Moving forward is the mantra of Paul Dupuis, CEO of staffing and HR solutions firm Randstad India. And he believes in 'doing well' and 'doing good'. This simple motto has helped him shape a new world for himself and the people around him. After living in some of the most vibrant countries, the Canadian professional is now in India, not only 'helping people find job' but also leading his organisation in taking up social responsibilities which other Chief Executive Officers (CEO) would normally dismiss as mere adventurism. It's during one of those adventures that Outlook caught up with the life-long ice hockey fanatic and the CEO of Randstad India in Leh, then in Delhi and talked about a myriad of things. Dupuis, who turned 52 on February 11, has been visiting Ladakh for some years, trying to connect with his first love, ice. Here are excerpts...
“Helping somebody find a job is one of the best things you can do for somebody”
It's important that we understand Corporate Social Responsibility. CSR has been a buzzword for a long time now, for many years. Some companies get it right, and frankly, some companies don't. The moment I can say a company is not getting it right is when they put CSR under marketing, as part of marketing. Then it's not CSR. It's marketing. The purpose is different. At Randstad, CSR is standalone. It's not about marketing. Our business is about living our values. And as a staffing and recruiting company, one of the largest one in the world, we are number one, we have very strong core values, and we have principles, and the one is 'Human Forward'. It’s about helping people forward, and how can you do it? How can you find a job? Helping somebody find a job is one of the best things you can do for somebody.

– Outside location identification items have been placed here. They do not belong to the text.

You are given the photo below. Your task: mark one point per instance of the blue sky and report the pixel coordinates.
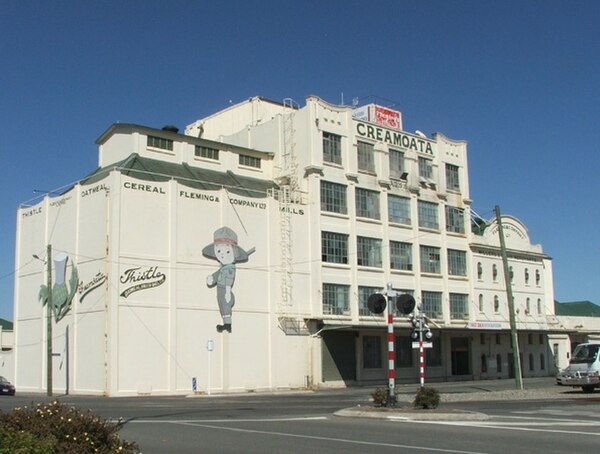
(519, 80)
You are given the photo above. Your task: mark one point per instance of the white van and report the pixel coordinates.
(584, 368)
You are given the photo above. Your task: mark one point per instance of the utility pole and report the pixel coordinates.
(49, 321)
(511, 304)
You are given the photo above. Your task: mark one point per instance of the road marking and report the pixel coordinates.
(508, 426)
(336, 440)
(192, 421)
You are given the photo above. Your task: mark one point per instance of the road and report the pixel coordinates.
(304, 423)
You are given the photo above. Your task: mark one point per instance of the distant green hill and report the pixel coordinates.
(577, 309)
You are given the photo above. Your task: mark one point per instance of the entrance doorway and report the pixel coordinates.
(461, 356)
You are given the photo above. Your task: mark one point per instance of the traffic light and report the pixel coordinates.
(405, 303)
(376, 303)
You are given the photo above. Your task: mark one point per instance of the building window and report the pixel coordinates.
(457, 263)
(366, 157)
(399, 209)
(432, 304)
(332, 148)
(159, 142)
(396, 164)
(334, 247)
(455, 219)
(249, 161)
(333, 197)
(404, 351)
(542, 362)
(363, 296)
(336, 299)
(367, 204)
(372, 352)
(425, 168)
(459, 306)
(433, 355)
(430, 259)
(400, 256)
(428, 215)
(452, 181)
(368, 252)
(531, 362)
(206, 152)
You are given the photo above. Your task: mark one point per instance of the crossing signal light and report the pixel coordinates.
(405, 303)
(376, 303)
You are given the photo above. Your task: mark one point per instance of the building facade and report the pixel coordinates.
(241, 254)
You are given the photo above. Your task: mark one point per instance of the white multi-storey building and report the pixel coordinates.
(293, 216)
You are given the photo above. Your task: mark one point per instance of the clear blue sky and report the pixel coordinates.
(519, 80)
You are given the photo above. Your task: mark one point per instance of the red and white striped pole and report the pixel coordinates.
(421, 351)
(391, 356)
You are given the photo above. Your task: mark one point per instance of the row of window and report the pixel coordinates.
(334, 200)
(485, 359)
(372, 356)
(528, 305)
(526, 274)
(203, 152)
(336, 301)
(332, 153)
(334, 249)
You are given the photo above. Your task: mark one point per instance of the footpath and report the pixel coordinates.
(404, 409)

“It's amazing what sports can do”
In Ladakh, there's very little economy and very little to do in the winter. So hockey actually gives a purpose, and with purpose comes self-esteem, hope, and friendship and help build community. It's amazing what sports can do. Then, I thought, how we can help this out. Of course, climate change is another part. It's reality, without ice we can't play ice hockey. I got very motivated to help people in Ladakh get on the ice. How do you do that? You got to get them equipment. I can't do anything with the ice, because someone's [Nature] deciding this for us. But the equipment, that's what it got me very excited. So I made a call to action, called a lot of my friends, ice hockey players, again the community – in Japan, Canada, Singapore and the US. They started to gather equipment, starting with skates. They carried them to India, to Ladakh with Randstad covering the cost of all that. And I am very sure we can mitigate climate change.
Adopting ice rink
That's one of our CSR commitments, one of our best. Then, we did something very special, we took all that equipment, more than 500 kgs of equipment -- mainly skates which are treasures -- and donated to different associations, including Ladakh Winter Sports Club, Ladakh Women's Ice Hockey Foundation and Chuchot Rink in Chuchok village, which I kind of adopted. It’s a fantastic idea to get girls on the ice.
'It's a sad situation in Ladakh'
I am not a scientist, I am not an expert. But, let me tell you what I saw as a hockey player. There are key ingredients you need for a sport. If you want to play cricket, you need a ground. And the ground is there, and then you need a bat and ball. Cricket is there in some easier sort of situation. But for hockey, you absolutely must have ice. There's no hockey without ice. What I have seen it in the few years I have been there, winters are getting shorter in Ladakh, which means the availability of ice to play the game is limited. It used to be four months, then three and now, it's just over two months of ice. Which is really a problem and it's a sad situation. People have the passion for the game. We are giving them equipment, we are giving them the know-how, coaching, etc. But then, the ice is disappearing. That's something we need everyone to help in. And I believe one individual can actually make a difference. Because, when one individual starts moving, another starts moving, then we have a movement. And it can be big.
On sustainable development
Anything that we can do to reduce our impact on the environment is a good thing. But the people of Ladakh are feeling it directly. See the girls from the national team, they told me that the winters are getting shorter. So they can only play less and less and there is no indoor rink. I am a big believer that doing something once is okay, but continuity, scalability and sustainability is the key. So, actually, when we finished The Last Game, the very next morning, I sat down with some of the locals and leaders. I met the lieutenant governor of the Union Territory, and we discussed how we can promote Ladakh as a destination, and thinking about eco-tourism for example. Hockey is universal. Imagine if we make Ladakh a very special destination for hockey and eco-tourism. We have people who have interests in sports, as well as impacting the environment in a positive way... so it could be both playing and learning.